If you want to install the connector plugin by manually downloading the connector, you need to pay special attention to the following
The connectors directory contains the following subdirectories, if they do not exist, you need to create them manually
flink
flink-sql
seatunnel
spark
If you want to manually install the connector plugin of the flink engine, you need to download the connector plugin of the flink engine you need, and then put them in the flink directory. Similarly, if you want to manually install the connector plugin of the spark engine, you need to download the connector plugin of the spark engine you need, and then put them in the spark directory
Step 4: Configure SeaTunnel Application
Configure SeaTunnel: Change the setting in config/seatunnel-env.sh
, it is base on the path your engine install at prepare step two.
Change SPARK_HOME
if you using Spark as your engine, or change FLINK_HOME
if you're using Flink.
Edit config/flink(spark).streaming.conf.template
, which determines the way and logic of data input, processing, and output after seatunnel is started.
The following is an example of the configuration file, which is the same as the example application mentioned above.
######
###### This config file is a demonstration of streaming processing in SeaTunnel config
######
env {
# You can set flink configuration here
execution.parallelism = 1
# For Spark
#spark.app.name = "SeaTunnel"
#spark.executor.instances = 2
#spark.executor.cores = 1
#spark.executor.memory = "1g"
#spark.master = local
}
source {
FakeSourceStream {
result_table_name = "fake"
field_name = "name,age"
}
}
transform {
sql {
sql = "select name,age from fake"
}
}
sink {
ConsoleSink {}
}
More information about config please check config concept
Step 5: Run SeaTunnel Application
You could start the application by the following commands
- Spark
- Flink
cd "apache-seatunnel-incubating-${version}"

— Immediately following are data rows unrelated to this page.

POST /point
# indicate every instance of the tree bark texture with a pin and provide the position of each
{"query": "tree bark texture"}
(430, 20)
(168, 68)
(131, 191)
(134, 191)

./bin/start-seatunnel-spark.sh \
--master local[4] \
--deploy-mode client \
--config ./config/spark.streaming.conf.template
cd "apache-seatunnel-incubating-${version}"

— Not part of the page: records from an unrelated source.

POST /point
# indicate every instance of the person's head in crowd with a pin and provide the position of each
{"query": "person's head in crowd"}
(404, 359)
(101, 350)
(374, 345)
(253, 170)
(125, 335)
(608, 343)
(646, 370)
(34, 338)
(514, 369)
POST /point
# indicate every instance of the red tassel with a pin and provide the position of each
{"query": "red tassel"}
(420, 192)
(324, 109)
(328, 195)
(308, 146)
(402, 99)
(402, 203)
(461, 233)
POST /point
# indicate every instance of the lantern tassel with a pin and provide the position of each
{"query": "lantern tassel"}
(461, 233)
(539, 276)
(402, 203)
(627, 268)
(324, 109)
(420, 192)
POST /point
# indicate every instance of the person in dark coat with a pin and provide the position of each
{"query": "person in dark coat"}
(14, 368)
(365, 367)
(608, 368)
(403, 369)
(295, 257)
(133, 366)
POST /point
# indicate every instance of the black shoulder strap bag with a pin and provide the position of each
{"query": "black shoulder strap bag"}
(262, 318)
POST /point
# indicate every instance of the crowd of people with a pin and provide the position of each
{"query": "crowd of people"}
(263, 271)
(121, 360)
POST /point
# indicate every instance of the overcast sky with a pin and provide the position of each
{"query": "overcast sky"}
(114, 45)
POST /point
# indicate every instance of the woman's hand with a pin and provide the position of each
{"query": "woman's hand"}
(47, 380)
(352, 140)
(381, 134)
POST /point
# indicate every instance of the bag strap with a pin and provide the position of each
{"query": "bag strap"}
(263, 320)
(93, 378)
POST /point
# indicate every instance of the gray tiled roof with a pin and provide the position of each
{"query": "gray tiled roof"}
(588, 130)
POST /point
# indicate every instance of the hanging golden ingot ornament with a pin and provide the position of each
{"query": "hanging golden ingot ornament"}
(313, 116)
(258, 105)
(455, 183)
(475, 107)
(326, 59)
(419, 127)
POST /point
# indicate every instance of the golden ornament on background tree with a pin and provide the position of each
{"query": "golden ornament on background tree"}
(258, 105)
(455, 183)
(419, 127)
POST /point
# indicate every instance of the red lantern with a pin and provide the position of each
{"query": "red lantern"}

./bin/start-seatunnel-flink.sh \
--config ./config/flink.streaming.conf.template
See The Output: When you run the command, you could see its output in your console or in Flink UI, You can think this is a sign that the command ran successfully or not.
- Spark
- Flink
Hello World, SeaTunnel
Hello World, SeaTunnel
Hello World, SeaTunnel
...
Hello World, SeaTunnel
The content printed in the TaskManager Stdout log of flink WebUI
, is two columned record just like below(your
content maybe different cause we use fake source to create data random):
apache, 15
seatunnel, 30
incubator, 20
...
topLevel, 20
Explore More Build-in Examples
Our local quick start is using one of the build-in example in directory config
, and we provider more than one out-of-box
example you could and feel free to have a try and make your hands dirty. All you have to do is change the started command
option value in running application to the configuration you want to run, we use batch
template in config
as examples:
- Spark
- Flink
cd "apache-seatunnel-incubating-${version}"
./bin/start-seatunnel-spark.sh \
--master local[4] \
--deploy-mode client \
--config ./config/spark.batch.conf.template
cd "apache-seatunnel-incubating-${version}"
./bin/start-seatunnel-flink.sh \
--config ./config/flink.batch.conf.template
What's More
For now, you are already take a quick look about SeaTunnel, you could see connector to find all source and sink SeaTunnel supported. Or see deployment if you want to submit your application in other kind of your engine cluster.